Identification of an abscisic acid gene cluster in the grey mold Botrytis cinerea

Abstract

Like several other phytopathogenic fungi, the ascomycete Botrytis cinerea is known to produce the plant hormone abscisic acid (ABA) in axenic culture. Recently, bcaba1, the first fungal gene involved in ABA biosynthesis, was identified. Neighborhood analysis of bcaba1 revealed three further candidate genes of this pathway: a putative P450 monooxygenase-encoding gene (bcaba2), an open reading frame without significant similarities (bcaba3), and a gene probably coding for a short-chain dehydrogenase/reductase (bcaba4). Targeted inactivation of the genes proved the involvement of BcABA2 and BcABA3 in ABA biosynthesis and suggested a contribution of BcABA4. The close linkage of at least three ABA biosynthetic genes is strong evidence for the presence of an abscisic acid gene cluster in B. cinerea.

FIG. 1.

Scheme of the putative ABA gene cluster of B. cinerea. EcoRI, SacI, and HindIII restriction sites are indicated.

FIG. 2.

Expression analysis of bcaba1-4. Total RNA was extracted from strain ATCC 58025, which was grown for 3 days in Sprecher medium. Mycelia were harvested 30, 60, 90, 120, and 180 min after the addition of 3.8 mM mevalonic acid lactone. cDNA fragments of the respective genes were used for probing. Loading of lanes with RNA was checked by probing with rRNA genes.

FIG. 3.

Scheme of the gene replacement approach for bcaba2. Physical maps of bcaba2 from wild-type strain ATCC 58025 (A), the gene replacement fragment pABA2Rep (B), and bcaba2 from a ΔBcaba2 replacement mutant (C) showing the organization of exons (white bars), introns (gray bars), the hygromycin resistance cassette (hatched bars), and flanking regions of bcaba2 (bold lines) are shown. Arrowheads indicate orientations of the genes. Binding sites of primers 1 to 9, used for PCR analysis of replacement mutants (see Materials and Methods), as well as the 3′ flank of pABA2Rep (dotted line) used as a probe for Southern analysis, are indicated.

FIG. 4.

Southern blot analysis of wild-type strain ATCC 58025 and ΔBcaba3 (A), ΔBcaba2 (B), and ΔBcaba4 (C) replacement mutants.
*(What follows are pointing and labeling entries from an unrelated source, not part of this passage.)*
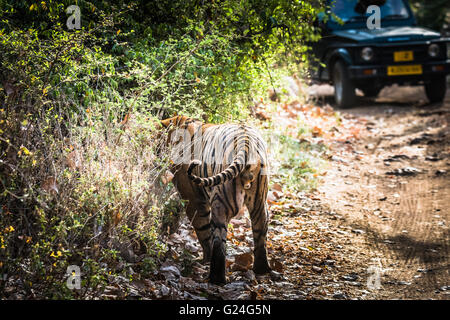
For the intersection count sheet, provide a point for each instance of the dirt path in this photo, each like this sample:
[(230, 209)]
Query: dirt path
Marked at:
[(376, 228), (393, 186)]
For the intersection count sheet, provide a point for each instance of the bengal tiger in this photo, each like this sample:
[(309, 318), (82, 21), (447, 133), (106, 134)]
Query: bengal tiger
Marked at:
[(224, 167)]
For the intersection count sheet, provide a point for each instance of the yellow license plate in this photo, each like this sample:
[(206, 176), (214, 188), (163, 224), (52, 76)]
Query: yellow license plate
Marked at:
[(400, 56), (404, 70)]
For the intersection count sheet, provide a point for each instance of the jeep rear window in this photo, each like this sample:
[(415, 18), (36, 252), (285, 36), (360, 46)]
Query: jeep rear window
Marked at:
[(391, 9)]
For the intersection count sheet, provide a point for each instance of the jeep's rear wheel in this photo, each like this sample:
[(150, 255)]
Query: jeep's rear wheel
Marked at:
[(435, 89), (371, 92), (344, 90)]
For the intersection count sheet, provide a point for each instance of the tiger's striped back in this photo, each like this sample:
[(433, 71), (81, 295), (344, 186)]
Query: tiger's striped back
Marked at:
[(224, 168)]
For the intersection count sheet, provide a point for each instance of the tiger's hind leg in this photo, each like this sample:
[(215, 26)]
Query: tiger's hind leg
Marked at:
[(259, 215), (198, 212), (218, 242)]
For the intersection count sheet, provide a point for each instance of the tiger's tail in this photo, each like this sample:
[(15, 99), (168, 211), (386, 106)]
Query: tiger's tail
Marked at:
[(233, 170)]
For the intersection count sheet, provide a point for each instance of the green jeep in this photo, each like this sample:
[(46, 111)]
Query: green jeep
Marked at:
[(354, 54)]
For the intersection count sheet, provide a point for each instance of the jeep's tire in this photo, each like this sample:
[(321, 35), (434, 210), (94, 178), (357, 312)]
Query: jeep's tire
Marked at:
[(371, 92), (344, 89), (435, 89)]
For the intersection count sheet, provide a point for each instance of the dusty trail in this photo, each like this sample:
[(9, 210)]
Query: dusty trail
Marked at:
[(376, 228), (394, 186)]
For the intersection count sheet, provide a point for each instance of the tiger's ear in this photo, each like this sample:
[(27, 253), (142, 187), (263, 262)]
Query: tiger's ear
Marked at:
[(166, 122)]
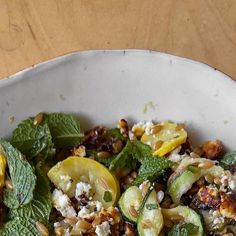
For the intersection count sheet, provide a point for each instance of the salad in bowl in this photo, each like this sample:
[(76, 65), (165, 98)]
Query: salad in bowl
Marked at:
[(134, 179)]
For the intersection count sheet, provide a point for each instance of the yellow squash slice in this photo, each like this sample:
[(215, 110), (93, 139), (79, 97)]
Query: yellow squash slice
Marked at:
[(165, 138), (87, 170)]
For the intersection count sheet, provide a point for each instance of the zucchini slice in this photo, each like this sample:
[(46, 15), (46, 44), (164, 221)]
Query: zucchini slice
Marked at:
[(181, 184), (130, 202), (188, 215), (150, 221)]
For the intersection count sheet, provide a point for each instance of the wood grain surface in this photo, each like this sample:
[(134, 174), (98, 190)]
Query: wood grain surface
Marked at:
[(32, 31)]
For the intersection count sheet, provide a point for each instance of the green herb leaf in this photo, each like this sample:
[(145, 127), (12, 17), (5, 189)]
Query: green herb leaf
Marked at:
[(115, 132), (65, 129), (151, 206), (20, 227), (186, 229), (151, 168), (31, 139), (39, 208), (21, 173), (9, 199), (229, 159), (123, 159), (107, 197)]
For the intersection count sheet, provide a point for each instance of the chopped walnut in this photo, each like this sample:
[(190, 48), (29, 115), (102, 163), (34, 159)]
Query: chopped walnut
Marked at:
[(212, 149)]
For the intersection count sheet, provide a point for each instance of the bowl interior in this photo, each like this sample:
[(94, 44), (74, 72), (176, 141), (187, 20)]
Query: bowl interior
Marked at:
[(104, 86)]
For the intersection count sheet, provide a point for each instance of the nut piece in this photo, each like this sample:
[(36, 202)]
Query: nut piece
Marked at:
[(212, 149), (228, 206), (206, 164)]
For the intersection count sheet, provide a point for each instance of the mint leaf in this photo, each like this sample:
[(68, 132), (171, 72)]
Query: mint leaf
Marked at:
[(151, 168), (186, 229), (31, 139), (229, 159), (123, 159), (39, 208), (9, 199), (65, 129), (21, 173), (20, 227)]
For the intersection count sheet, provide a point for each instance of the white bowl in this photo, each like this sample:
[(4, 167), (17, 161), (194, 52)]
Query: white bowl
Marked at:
[(104, 86)]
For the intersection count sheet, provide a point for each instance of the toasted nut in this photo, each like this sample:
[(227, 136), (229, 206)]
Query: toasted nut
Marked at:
[(38, 119), (71, 221), (206, 164), (97, 220), (209, 178), (117, 146), (179, 127), (42, 229), (156, 128), (59, 231), (9, 184), (103, 183), (129, 229), (212, 149), (158, 144), (146, 224), (103, 155), (133, 212), (168, 223)]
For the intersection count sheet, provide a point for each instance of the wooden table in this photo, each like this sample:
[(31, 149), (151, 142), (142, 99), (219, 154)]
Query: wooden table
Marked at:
[(32, 31)]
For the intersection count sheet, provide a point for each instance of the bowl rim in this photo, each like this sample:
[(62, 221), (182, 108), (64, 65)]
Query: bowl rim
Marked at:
[(10, 79)]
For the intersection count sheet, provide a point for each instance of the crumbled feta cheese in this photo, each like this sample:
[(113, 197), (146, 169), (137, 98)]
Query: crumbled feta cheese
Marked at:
[(82, 188), (145, 125), (66, 182), (98, 206), (63, 204), (103, 229)]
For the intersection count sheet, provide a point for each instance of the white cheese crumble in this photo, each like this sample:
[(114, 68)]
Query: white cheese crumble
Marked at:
[(103, 229), (82, 188), (88, 211), (63, 204), (145, 125)]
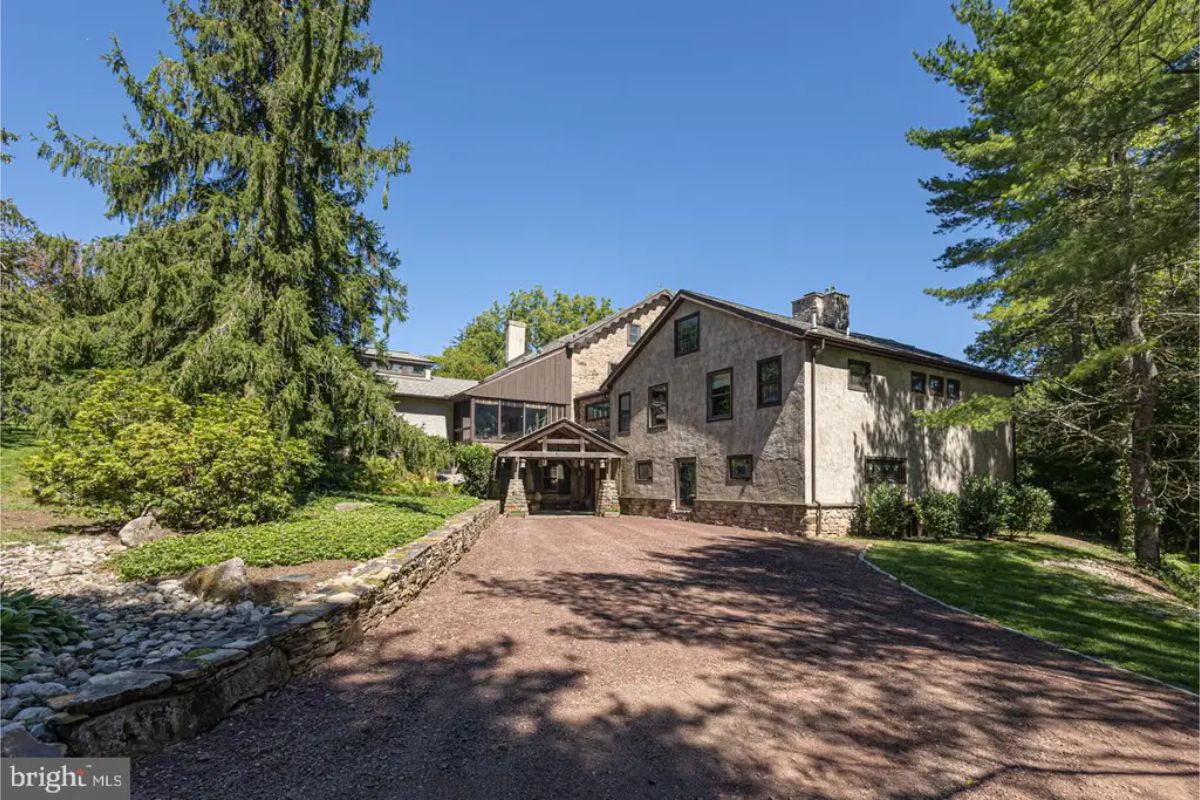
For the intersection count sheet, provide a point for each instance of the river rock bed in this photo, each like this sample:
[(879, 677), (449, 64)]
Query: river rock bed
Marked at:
[(129, 625)]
DNA was digested with SacI, EcoRV, and HindIII, respectively, blotted, and hybridized with the 3′ flank of the respective replacement vectors.

FIG. 5.

Expression analysis of the genes bcaba1-4 in wild-type strain ATCC 58025 as well as ΔBcaba3, ΔBcaba1, ΔBcaba2, and ΔBcaba4 mutants. Total RNA was extracted from mycelium grown for 4 days in Sprecher medium. PCR fragments of the respective genes were used for probing. Loading of lanes with RNA was checked by probing with rRNA genes. Because of the strong signals in some of the mutant lanes, exposure time had to be short; therefore, the wild-type lane shows rather weak signals (compare to Fig. 2).

FIG. 6.

Postulated biosynthetic pathway of ABA in C. pini-densiflorae (late steps, modified from a method described previously by Okamoto et al. [34]). Bold lines indicate the major route. Intermediates identified are α-ionylideneacetic acid (3), 4′-S-OH-α-ionylideneethanol (4), 1′-OH-α-ionylideneethanol (5), 4′-R-OH-α-ionylideneacetic acid (6), 4′-S-OH-α-ionylideneacetic acid (7), and 1′-OH-α-ionylideneacetic acid (8). The enzymatic steps possibly catalyzed by BcABA1, BcABA2, and BcABA4 are indicated.